I'm attempting to use the nearest neighbour distribution to understand the separation between uniformly distributed points in a high-dimensional space. I find that there is discrepancy between empirical results and the analytic distribution and density functions when I look at high-dimension.

  • How do I modify the analytic derivation to accurately reflect the empirical observations shown below?
  • Am I violating some assumption in the empirical setup?

Nearest neighbour distribution derivation

  • Consider a homogeneous point point process with constant rate $\lambda$, then the Lebesque measure of a point falling in a spherical shell $(r,r + \mathrm{d}r)$ is,

\begin{align} \mu(r) = \lambda S(r)\mathrm{d}r \end{align} where $S(r) = V'(r)$ is the surface area of the hyper-sphere of radius $r$.

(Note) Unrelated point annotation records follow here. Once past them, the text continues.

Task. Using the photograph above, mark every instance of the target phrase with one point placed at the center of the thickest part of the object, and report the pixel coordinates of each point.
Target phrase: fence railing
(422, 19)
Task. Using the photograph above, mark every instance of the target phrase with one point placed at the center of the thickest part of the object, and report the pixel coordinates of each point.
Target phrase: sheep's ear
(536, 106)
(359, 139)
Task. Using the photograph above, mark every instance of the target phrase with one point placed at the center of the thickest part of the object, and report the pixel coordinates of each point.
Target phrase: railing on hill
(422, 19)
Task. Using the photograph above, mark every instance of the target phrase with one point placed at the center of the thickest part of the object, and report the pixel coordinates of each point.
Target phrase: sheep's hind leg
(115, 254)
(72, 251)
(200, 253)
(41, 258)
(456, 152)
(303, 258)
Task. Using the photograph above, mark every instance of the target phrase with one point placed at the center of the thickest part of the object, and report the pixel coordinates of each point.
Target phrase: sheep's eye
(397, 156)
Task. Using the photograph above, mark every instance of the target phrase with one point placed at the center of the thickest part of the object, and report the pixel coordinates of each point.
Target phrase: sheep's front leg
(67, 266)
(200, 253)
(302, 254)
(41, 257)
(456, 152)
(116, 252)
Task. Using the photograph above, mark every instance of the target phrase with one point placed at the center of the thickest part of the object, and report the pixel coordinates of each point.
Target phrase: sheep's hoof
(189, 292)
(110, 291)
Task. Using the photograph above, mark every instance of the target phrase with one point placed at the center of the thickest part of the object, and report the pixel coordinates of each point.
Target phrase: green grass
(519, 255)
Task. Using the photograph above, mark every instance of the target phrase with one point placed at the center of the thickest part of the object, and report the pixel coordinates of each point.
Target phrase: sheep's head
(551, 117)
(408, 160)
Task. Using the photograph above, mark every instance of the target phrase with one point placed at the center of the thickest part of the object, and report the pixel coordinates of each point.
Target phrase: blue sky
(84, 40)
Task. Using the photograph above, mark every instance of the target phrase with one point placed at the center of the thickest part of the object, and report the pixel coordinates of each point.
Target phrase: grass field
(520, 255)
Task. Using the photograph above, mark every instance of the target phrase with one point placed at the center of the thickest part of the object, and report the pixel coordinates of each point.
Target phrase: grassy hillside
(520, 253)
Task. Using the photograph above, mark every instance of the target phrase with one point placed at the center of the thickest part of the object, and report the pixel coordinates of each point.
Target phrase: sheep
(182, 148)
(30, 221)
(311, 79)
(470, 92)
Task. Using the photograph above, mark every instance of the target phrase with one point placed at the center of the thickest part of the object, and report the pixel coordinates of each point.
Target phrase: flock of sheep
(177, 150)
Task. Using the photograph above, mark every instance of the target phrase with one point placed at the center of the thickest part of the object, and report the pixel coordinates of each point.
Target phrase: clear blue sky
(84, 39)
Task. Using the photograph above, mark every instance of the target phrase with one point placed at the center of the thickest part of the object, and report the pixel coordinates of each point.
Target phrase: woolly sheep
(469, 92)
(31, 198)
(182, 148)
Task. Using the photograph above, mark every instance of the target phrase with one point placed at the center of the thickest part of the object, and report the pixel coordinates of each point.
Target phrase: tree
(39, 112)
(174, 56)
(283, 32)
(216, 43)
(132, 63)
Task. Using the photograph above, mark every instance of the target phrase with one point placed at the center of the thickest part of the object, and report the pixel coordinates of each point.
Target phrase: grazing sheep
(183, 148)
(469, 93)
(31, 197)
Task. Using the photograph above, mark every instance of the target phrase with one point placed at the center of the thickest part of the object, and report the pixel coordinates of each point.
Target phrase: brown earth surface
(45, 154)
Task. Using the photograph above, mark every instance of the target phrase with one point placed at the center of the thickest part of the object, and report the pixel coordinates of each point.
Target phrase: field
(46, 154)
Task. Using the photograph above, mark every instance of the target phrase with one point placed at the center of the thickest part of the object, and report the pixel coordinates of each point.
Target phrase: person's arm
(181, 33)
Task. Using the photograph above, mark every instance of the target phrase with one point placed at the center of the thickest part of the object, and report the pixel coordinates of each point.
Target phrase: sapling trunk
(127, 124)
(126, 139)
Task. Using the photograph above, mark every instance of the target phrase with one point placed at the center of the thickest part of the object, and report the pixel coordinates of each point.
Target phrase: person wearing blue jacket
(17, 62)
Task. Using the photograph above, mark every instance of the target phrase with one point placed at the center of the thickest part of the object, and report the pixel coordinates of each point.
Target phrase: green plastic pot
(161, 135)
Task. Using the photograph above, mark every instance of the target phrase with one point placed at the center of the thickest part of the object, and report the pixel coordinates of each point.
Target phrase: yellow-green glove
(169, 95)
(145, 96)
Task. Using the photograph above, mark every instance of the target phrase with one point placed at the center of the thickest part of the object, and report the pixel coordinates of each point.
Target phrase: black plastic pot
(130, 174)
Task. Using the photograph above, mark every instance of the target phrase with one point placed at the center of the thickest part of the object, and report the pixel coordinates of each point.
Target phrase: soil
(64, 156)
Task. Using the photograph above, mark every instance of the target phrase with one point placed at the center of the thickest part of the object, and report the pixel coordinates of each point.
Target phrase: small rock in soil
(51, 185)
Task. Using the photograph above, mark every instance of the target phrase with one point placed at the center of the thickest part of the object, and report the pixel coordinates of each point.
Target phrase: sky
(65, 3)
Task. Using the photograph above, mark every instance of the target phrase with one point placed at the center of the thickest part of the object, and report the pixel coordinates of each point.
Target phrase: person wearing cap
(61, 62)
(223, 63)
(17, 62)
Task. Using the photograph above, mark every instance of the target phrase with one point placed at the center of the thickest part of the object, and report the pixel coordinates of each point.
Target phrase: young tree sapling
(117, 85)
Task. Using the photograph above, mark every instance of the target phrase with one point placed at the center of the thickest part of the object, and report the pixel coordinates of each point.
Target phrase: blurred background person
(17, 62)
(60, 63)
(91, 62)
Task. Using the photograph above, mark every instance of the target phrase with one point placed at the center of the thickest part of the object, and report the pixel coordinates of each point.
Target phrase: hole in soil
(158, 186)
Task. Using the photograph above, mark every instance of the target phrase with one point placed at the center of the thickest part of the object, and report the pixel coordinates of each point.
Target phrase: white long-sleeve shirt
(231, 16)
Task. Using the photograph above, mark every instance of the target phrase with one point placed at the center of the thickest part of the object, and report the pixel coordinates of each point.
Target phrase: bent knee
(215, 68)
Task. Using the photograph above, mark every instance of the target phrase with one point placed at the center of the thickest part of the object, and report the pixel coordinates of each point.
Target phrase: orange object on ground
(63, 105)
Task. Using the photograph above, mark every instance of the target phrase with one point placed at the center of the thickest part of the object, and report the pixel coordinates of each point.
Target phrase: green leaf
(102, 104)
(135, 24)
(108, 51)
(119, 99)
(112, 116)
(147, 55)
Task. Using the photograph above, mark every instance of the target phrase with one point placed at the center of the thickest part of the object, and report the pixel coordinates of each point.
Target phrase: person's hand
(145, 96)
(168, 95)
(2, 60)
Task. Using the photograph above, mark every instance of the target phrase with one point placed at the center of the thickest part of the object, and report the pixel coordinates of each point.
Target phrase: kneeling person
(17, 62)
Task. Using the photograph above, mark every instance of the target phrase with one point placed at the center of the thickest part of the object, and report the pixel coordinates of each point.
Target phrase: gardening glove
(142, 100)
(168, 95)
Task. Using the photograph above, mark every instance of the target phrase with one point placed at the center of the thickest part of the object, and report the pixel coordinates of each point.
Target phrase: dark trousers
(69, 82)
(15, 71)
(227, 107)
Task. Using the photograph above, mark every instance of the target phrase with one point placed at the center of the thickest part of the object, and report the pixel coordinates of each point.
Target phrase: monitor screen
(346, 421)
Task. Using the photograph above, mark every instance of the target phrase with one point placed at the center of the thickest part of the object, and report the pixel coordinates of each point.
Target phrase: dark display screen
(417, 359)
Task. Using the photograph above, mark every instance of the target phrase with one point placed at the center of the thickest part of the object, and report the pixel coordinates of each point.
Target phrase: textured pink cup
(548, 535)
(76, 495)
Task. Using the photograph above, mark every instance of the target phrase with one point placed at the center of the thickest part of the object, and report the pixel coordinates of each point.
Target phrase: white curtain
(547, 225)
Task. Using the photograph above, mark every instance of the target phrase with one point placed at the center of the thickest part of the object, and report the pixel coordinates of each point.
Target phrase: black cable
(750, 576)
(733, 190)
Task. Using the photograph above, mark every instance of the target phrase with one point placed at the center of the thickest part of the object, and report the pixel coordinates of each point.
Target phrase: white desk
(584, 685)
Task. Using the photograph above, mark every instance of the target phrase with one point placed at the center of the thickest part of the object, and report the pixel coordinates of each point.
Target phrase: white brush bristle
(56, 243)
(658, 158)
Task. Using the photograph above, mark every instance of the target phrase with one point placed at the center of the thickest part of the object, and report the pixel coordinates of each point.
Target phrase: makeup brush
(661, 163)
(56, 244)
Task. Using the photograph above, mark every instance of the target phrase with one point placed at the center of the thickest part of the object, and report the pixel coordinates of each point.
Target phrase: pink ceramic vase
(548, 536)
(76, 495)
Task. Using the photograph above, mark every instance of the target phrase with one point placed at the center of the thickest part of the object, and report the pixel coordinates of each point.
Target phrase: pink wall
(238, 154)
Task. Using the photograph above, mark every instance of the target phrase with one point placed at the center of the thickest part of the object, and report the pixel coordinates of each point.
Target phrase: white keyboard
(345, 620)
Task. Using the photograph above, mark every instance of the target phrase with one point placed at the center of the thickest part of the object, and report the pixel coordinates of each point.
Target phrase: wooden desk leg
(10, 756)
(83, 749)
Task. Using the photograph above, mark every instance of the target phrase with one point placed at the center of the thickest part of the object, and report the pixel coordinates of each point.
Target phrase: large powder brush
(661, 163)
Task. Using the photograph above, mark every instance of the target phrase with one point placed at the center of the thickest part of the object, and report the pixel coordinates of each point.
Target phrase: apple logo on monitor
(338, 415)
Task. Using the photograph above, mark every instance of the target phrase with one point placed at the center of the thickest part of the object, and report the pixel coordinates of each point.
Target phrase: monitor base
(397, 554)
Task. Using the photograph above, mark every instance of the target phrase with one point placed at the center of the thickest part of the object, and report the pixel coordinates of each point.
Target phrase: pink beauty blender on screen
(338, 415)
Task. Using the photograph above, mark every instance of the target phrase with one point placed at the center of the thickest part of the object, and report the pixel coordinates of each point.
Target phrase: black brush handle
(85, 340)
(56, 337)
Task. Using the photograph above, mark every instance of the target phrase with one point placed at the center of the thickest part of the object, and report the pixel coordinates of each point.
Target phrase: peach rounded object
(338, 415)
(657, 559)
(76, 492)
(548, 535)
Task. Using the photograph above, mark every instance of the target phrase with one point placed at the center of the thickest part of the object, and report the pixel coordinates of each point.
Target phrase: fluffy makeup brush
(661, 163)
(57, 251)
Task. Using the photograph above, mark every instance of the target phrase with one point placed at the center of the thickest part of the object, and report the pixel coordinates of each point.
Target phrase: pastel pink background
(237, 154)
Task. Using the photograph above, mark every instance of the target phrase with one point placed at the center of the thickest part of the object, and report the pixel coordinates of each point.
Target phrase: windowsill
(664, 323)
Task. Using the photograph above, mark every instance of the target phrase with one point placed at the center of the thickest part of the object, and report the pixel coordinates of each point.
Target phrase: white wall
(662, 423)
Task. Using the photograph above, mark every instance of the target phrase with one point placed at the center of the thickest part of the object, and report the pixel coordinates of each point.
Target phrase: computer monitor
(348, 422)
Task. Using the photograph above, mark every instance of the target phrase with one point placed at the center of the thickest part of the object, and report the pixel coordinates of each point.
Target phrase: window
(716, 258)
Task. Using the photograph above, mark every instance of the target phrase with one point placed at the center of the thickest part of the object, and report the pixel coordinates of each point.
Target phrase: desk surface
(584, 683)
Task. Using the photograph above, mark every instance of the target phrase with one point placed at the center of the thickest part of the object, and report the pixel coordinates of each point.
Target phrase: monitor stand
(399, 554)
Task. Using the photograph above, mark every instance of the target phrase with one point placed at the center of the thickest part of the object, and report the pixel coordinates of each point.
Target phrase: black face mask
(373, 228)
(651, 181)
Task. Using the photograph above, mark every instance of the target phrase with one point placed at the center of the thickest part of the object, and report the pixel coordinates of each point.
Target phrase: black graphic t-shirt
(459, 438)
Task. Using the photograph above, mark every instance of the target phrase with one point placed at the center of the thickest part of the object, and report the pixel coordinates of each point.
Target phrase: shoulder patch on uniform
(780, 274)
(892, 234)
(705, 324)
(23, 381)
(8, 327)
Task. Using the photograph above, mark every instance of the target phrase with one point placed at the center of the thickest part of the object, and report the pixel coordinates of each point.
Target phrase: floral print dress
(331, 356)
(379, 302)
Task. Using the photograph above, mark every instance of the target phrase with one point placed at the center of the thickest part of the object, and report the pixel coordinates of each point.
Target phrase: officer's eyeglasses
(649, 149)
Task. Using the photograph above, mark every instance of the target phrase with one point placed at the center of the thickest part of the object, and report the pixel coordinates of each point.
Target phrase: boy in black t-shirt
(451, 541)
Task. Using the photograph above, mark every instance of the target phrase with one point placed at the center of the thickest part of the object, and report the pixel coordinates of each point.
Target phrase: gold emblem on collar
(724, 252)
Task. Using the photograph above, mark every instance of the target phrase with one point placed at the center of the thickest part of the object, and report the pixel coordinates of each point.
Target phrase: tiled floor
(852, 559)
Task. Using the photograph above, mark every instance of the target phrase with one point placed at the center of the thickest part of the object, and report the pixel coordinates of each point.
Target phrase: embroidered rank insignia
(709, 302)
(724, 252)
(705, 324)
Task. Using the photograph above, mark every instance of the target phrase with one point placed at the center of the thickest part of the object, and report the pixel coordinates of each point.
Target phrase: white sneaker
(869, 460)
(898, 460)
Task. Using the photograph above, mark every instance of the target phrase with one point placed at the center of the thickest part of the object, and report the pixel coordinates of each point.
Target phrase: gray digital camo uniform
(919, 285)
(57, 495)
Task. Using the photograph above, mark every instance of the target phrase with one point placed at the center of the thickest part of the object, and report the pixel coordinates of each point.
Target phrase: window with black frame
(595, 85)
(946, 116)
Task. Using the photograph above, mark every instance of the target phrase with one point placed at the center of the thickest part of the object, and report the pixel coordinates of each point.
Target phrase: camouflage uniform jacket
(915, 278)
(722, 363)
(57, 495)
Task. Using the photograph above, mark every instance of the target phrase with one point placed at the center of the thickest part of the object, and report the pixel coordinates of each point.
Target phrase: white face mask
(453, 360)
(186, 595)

The probability of a nearest neighbour (NN) falling in $(r, r+\mathrm{d}r)$ is the probability of a point falling in $(r, r+\mathrm{d}r)$ and no points falling in $(0, r)$,

\begin{align} P(NN \in (r, r+\mathrm{d}r)) \mathrm{d}r = (\lambda S(r)\mathrm{d}r) \left(1 - \int_0^r P(NN \in (r, r+\mathrm{d}r)) \mathrm{d}r \right) \end{align}

The second factor is the probability of no points falling in $(0, r)$, and is one minus the probability of a point falling in $(0, r)$. Differentiate both sides, and then it becomes simple to arrive at,

\begin{align} \log P(NN \in (r, r+\mathrm{d}r)) = -\lambda V(r) + \log S(r). \end{align}

From this we can solve, and arrive at, \begin{align} P(NN \in (r, r+\mathrm{d}r)) = \lambda S(r) e^{-\lambda V(r)} \end{align} and the cummulative distribution function, \begin{align} P(NN \in (0, r)) = 1 - e^{-\lambda V(r)}. \end{align}

This cumulative distribution function is the nearest neighbour distribution function.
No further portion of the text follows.